Cette enquête a été réalisée par Christelle Murhula, dans le cadre du projet Lies (Leurres, illusions, énigmes, simulacres), le magazine école de la 40e promotion de l’Institut pratique de journalisme de Paris-Dauphine.
«37 ans en moyenne, cadre supérieure, citadine, mariée depuis plus de cinq ans et mère de deux enfants.» Ceci n’est pas une offre d’emploi ni un profil LinkedIn, mais le portrait-robot de la femme infidèle contemporaine, publié le 13 mars dernier par le site de rencontres extraconjugales Gleeden. L’enquête, menée à partir d’un brassage des données du million de femmes françaises inscrites sur la plateforme, apporte quelques éléments cocasses et inattendus à ce portrait : «De signe Sagittaire, 1,65 mètre avec petites rondeurs, personnalité ambitieuse, active, généreuse, indépendante, brune.» Maris vigilants, vous voilà prévenus !

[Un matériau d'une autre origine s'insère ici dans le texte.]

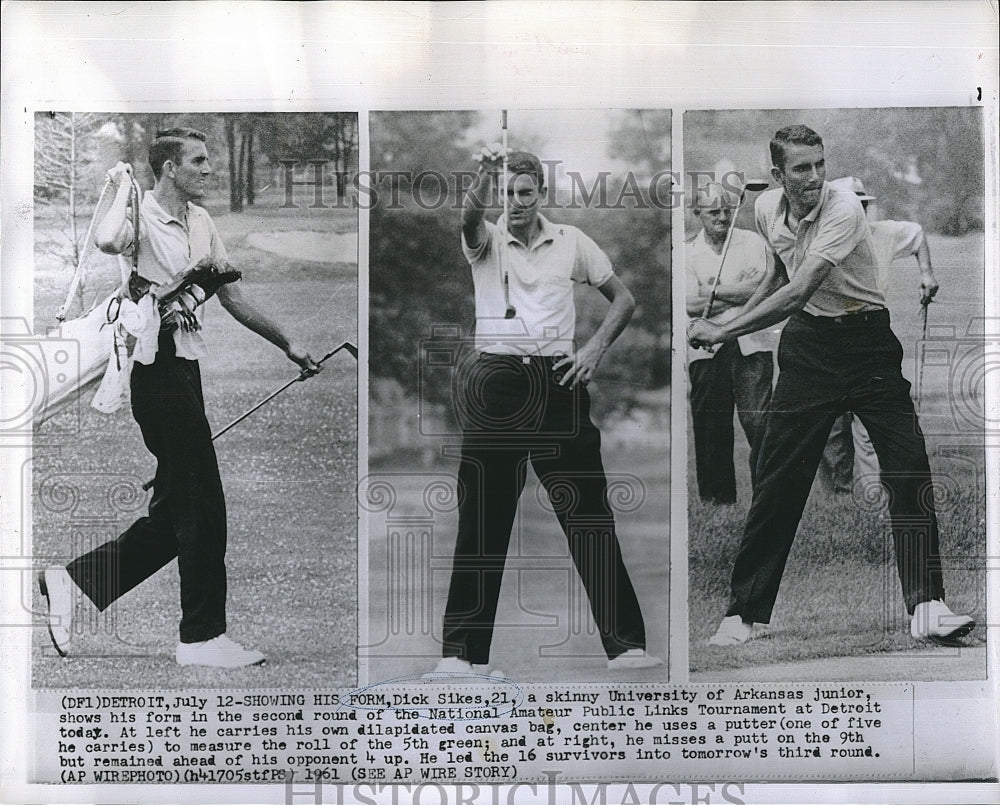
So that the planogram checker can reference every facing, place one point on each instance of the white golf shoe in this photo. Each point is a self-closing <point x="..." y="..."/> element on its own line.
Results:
<point x="219" y="652"/>
<point x="449" y="667"/>
<point x="632" y="659"/>
<point x="733" y="631"/>
<point x="933" y="620"/>
<point x="58" y="589"/>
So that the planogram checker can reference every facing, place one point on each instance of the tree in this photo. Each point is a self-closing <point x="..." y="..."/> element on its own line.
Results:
<point x="64" y="151"/>
<point x="302" y="138"/>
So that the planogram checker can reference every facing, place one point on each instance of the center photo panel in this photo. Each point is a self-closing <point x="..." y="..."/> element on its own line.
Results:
<point x="516" y="505"/>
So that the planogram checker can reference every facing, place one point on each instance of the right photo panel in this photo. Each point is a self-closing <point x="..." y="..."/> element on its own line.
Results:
<point x="834" y="267"/>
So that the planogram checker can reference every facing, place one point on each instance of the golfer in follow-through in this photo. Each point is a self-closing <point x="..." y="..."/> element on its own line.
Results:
<point x="187" y="514"/>
<point x="837" y="353"/>
<point x="526" y="399"/>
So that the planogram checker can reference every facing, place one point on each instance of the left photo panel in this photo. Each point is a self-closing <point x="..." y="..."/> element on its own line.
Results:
<point x="194" y="397"/>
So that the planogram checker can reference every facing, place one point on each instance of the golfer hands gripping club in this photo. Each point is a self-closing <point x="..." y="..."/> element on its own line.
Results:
<point x="702" y="333"/>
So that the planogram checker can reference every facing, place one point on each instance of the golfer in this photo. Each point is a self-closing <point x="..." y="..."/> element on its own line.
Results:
<point x="892" y="240"/>
<point x="737" y="374"/>
<point x="187" y="514"/>
<point x="527" y="398"/>
<point x="837" y="353"/>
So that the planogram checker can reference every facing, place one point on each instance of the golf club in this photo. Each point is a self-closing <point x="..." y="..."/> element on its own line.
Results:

Gleeden a interrogé de manière plus approfondie 52 clientes sur leurs motivations. Classiques au fond : réveiller une libido en berne, prouver qu’elles peuvent encore séduire ou plaire, ou bien encore avoir le besoin de se sentir exister en tant que femme. La plupart pratiquent une infidélité «invisible», afin de préserver leur union. «Contrairement à ce que l’on pourrait imaginer, elles aiment toujours leur conjoint et ne souhaitent pas s’en séparer, assure Solène Paillet, directrice de la communication et du marketing de la plate-forme. Elles ont juste besoin d’un peu d’extra dans une vie devenue trop ordinaire.»
Des motivations assez proches in fine de celles de leurs homologues masculins. Et un goût pour l’aventure très hexagonal. «L’amour à la française, s’il fallait le définir, ce ne serait pas la galanterie, mais plutôt l’infidélité»,rebondit Maïa Mazaurette, célèbre chroniqueuse de la vie amoureuse dans M, le magazine du Monde. Et d’ajouter: «La tolérance relative à l’infidélité est sans doute la seule spécificité française.»
De plus en plus de femmes libres
Chez les femmes, en tout cas, le goût pour l’infidélité progresse. En 2001 déjà, d’après une enquête de l’Ifop, un quart d’entre elles, en couple, déclaraient «avoir eu un rapport sexuel avec une autre personne que [leur] conjoint», contre 39% pour les hommes. En 2016, elles étaient 33%. Et 16% d’entre elles vivaient une relation extraconjugale au moment même de la réalisation de l’étude. D’année en année, l’Ifop a pris l’habitude de nous livrer une photographie complète de l’infidélité en France.
Parmi ses statistiques, des chiffres surprenants. On y découvre, par exemple, que 41% des femmes protestantes déclarent avoir été infidèles au moins une fois dans leur vie. À titre de comparaison, «seulement» 29% des catholiques pratiquantes ayant répondu à cette étude ont été infidèles au moins une fois. Y a-t-il plus de femmes infidèles à droite qu’à gauche ? Grâce à l’Ifop, nous pouvons apprendre qu’une majeure partie d’entre elles votent aux extrêmes : Front de gauche, Front national (aujourd’hui Rassemblement national) ou encore Nouveau parti anticapitaliste (NPA). Alors que seulement 30% des femmes écologistes s’adonnent à la tromperie. L’un des chiffres les plus bas. Autre statistique marquante : près d’une femme sur deux résidant dans l’ex-région Languedoc-Roussillon a déjà eu un rapport sexuel avec une autre personne que son partenaire au cours de sa vie.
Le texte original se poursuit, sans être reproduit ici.